Kapitza’s faith in his country’s progress through the Soviet system was debatable, as he evidently realized. We outsiders can take part in that debate, which turns on reasoned examination of factual evidence. But we do so with deceptive ease, free of the insider’s obligation to act. Kapitza was not merely born to that obligation; when exceptional talent won him the chance to escape, he chose to return. He chose to believe that good would come of the Soviet system, and took on himself the duty to help make it so, at the possible sacrifice of liberty or life. I cannot help admiring that spirit.

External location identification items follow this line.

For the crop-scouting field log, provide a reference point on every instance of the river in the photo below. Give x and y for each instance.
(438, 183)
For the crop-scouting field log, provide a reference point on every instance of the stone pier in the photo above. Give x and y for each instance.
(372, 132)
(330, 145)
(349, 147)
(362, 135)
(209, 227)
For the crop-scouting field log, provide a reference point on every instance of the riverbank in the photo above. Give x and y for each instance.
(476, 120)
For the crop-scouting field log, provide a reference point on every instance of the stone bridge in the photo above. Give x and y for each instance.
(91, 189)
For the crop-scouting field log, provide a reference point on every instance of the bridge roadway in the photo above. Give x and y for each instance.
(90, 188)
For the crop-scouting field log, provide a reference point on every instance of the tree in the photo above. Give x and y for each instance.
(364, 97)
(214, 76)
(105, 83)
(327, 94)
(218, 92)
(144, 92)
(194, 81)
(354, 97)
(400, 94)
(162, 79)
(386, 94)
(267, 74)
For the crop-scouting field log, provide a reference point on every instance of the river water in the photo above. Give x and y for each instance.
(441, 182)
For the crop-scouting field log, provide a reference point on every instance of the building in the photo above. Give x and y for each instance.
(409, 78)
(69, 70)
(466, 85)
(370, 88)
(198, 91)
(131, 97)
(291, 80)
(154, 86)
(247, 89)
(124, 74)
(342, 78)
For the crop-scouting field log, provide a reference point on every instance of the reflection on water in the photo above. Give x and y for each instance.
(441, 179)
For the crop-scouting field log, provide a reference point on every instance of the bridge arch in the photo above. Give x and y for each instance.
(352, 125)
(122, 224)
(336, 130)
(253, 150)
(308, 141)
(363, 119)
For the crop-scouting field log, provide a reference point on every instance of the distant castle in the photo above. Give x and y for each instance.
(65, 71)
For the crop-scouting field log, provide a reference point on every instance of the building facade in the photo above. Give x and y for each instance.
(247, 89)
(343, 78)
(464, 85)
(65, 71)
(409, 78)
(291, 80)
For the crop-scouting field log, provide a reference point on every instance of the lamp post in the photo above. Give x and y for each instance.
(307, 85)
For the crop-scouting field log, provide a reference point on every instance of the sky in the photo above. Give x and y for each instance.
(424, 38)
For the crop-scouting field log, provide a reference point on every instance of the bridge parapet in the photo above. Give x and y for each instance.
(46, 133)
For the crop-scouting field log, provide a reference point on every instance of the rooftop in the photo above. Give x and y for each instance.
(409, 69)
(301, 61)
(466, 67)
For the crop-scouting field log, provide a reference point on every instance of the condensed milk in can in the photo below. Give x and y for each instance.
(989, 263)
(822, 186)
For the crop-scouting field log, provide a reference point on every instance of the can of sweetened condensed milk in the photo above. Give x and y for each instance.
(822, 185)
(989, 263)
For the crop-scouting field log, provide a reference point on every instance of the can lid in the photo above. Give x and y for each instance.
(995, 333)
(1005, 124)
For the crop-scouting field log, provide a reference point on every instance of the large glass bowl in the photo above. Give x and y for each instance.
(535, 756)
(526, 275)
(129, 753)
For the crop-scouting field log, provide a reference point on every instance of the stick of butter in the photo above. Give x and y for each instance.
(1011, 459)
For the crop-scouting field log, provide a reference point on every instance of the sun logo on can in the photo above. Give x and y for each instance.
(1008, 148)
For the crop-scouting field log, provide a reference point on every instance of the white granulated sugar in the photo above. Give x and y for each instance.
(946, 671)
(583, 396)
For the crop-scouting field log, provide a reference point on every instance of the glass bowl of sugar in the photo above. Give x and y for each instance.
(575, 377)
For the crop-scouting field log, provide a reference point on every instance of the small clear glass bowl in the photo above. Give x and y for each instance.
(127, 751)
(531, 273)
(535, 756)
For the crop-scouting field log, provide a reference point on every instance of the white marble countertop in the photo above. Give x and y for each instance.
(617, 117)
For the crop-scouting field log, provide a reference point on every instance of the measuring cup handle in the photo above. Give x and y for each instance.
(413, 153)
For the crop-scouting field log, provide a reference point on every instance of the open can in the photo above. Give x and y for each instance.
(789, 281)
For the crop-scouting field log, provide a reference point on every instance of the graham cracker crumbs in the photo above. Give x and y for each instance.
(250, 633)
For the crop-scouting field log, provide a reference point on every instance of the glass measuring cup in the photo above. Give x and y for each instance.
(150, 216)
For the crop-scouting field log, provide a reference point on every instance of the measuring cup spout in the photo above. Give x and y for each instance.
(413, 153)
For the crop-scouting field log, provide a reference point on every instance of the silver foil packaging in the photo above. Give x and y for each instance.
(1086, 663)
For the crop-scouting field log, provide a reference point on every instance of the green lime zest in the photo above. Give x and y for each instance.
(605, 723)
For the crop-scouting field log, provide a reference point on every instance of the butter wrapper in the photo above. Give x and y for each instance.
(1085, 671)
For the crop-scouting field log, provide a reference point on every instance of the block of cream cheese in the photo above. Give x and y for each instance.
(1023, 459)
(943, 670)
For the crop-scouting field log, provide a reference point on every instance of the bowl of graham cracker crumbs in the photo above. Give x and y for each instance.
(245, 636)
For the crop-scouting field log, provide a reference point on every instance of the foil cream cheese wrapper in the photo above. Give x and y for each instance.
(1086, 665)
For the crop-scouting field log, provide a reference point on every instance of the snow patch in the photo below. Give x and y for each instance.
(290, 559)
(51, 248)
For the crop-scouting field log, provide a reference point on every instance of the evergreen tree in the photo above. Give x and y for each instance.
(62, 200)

That admiration is accused by the memory of those whom the Soviet system destroyed. In 1932 the biologist Nikolai Vavilov was traveling in the West, keenly aware of great trouble threatening back home. In a crowded lunch room at Cornell he warned the geneticist Dobzhansky that it would be dangerous for him to return. Then he went home himself, to lose the struggle for scientific progress in agriculture, and to die of malnutrition in a prison. Dobzhansky, watching in horror from America, shared enough of the revolutionary faith to go on hoping that the Soviet system would prove selfcorrecting. He could not share the attitude of Vladimir Nabokov, who left Russia in 1917, loathing Bolshevism instantly and totally—he may have told Kapitza so at Cambridge—and spent his creative life dwelling on the loss of community. “His best works,” Nabokov said of himself, “are those in which he condemns his people to the solitary confinement of their souls.”

Soviet intellectuals are still in the process of making such choices. Whether in the violent community of their country’s history, or withdrawn into the solitary confinement of their souls, or straining for some tolerable compromise, they are engaged in shaping the ultimate consequences of the Russian Revolution. Sensible outsiders may learn from watching the process unfold, but we have little power to influence it, and no right to claim the supreme intelligence that knows the outcome in advance.